Capitalized Cost

Assets may have different original and/or maintenance costs, different useful lifetimes, different salvage values or produce revenue at different rates. All these differences make it very hard to choose between alternatives.

Typical situations are:

You could ask yourself the following question:

How much money would I need now, to be able to purchase the asset, pay for annual maintenance, and replace it at the end of its useful lifetime by another one, forever?

An asset's capitalized cost is the original cost of the asset, plus the present value of an infinite number of replacements, plus the present value of maintenance costs in perpetuity.

The Capitalized Cost calculation enables you to choose rationally between alternatives.

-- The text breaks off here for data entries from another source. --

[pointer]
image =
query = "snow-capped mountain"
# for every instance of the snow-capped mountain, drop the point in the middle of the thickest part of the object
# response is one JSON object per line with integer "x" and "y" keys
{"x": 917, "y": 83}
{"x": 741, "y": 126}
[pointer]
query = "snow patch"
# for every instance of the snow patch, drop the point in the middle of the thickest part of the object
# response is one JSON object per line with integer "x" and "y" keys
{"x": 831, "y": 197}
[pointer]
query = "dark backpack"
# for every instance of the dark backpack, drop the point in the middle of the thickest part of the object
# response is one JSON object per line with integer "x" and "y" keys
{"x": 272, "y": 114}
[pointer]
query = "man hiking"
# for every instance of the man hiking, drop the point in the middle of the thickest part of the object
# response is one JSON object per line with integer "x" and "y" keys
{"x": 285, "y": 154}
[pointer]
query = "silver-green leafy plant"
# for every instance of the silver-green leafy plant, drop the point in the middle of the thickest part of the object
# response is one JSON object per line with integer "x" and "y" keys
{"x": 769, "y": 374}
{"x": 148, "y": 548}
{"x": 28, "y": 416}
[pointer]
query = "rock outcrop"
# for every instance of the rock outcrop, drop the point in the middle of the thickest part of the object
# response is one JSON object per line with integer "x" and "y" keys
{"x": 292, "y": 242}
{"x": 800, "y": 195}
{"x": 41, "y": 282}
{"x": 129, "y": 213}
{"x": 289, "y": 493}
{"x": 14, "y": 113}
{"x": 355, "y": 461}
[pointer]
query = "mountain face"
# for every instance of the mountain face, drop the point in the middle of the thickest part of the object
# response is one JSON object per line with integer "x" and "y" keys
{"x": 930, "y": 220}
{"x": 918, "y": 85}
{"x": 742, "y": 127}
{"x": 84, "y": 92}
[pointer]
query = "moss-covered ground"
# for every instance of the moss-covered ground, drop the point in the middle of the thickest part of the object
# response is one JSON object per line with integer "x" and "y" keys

All you need to do is compare their capitalized costs: they represent the present value of all costs involved with purchasing, maintaining and replacing the assets.

Input

• nominal annual rate (compounding frequency is assumed to be annually)
• cost
• useful life in years
• salvage value
• annual maintenance cost
• units produced per year

Results

• capitalized cost
• capitalized cost per unit

Examples

Bart has to decide whether to install aluminium or wooden windows.

Aluminium windows cost $5.000, have no maintenance cost and last 50 years.
Wooden windows cost $2,500, last 25 years and have an annual maintenance cost of $150.

What should he do when his savings earn interest at 6 % annually?

Step 1: Calculate the capitalized cost for aluminium windows.

Input Nominal annual rate: 6 %
  Cost: 5,000
  Useful lifetime: 50
  Salvage value: 0
  Annual maintenance cost: 0
  Units produced per year: 0
     
Result Capitalized cost: 5,287.02

Step 2: Calculate the capitalized cost for wooden windows.

Input Nominal annual rate: 6 %
  Cost: 2,500
  Useful lifetime: 25
  Salvage value: 0
  Annual maintenance cost: 150
  Units produced per year: 0
     
Result Capitalized cost: 5,759.45

Answer: Bart should install aluminium windows.

   

Machine A costs $30,000, lasts 15 years, and will have a salvage value of $4,500. Its annual maintenance cost is $3.500.

Machine B costs $40,000, will last 20 years, and will have a salvage value of $2,000 after 20 years. The annual maintenance cost for this machine is $3.000.

Both machines produce 10,000 units per year.

If money is worth 10 % annually, which machine should be purchased?

Step 1: Calculate the capitalized cost for machine A.

Input Nominal annual rate: 10 %
  Cost: 30,000
  Useful lifetime: 15
  Salvage value: 4,500
  Annual maintenance cost: 3,500
  Units produced per year: 10.000
     
Result Capitalized cost: 73,025.81
  Capitalized cost per unit: 7.30

Step 2: Calculate the capitalized cost for machine B.

Input Nominal annual rate: 10 %
  Cost: 40,000
  Useful lifetime: 20
  Salvage value: 2,000
  Annual maintenance cost: 3,000
  Units produced per year: 10,000
     
Result Capitalized cost: 76,634.66
  Capitalized cost per unit: 7.66

Answer: Machine A should be preferred because it has a lower capitalized cost.

   

What if, in the above example, machine B produces 11.000 units per year?

Input Nominal annual rate: 10 %
  Cost: 40,000
  Useful lifetime: 20
  Salvage value: 2,000
  Annual maintenance cost: 3,000
  Units produced per year: 11,000
     
Result Capitalized cost: 76,634.66
  Capitalized cost per unit: 6.97

Answer: Machine B should be preferred because it has a lower capitalized cost per unit.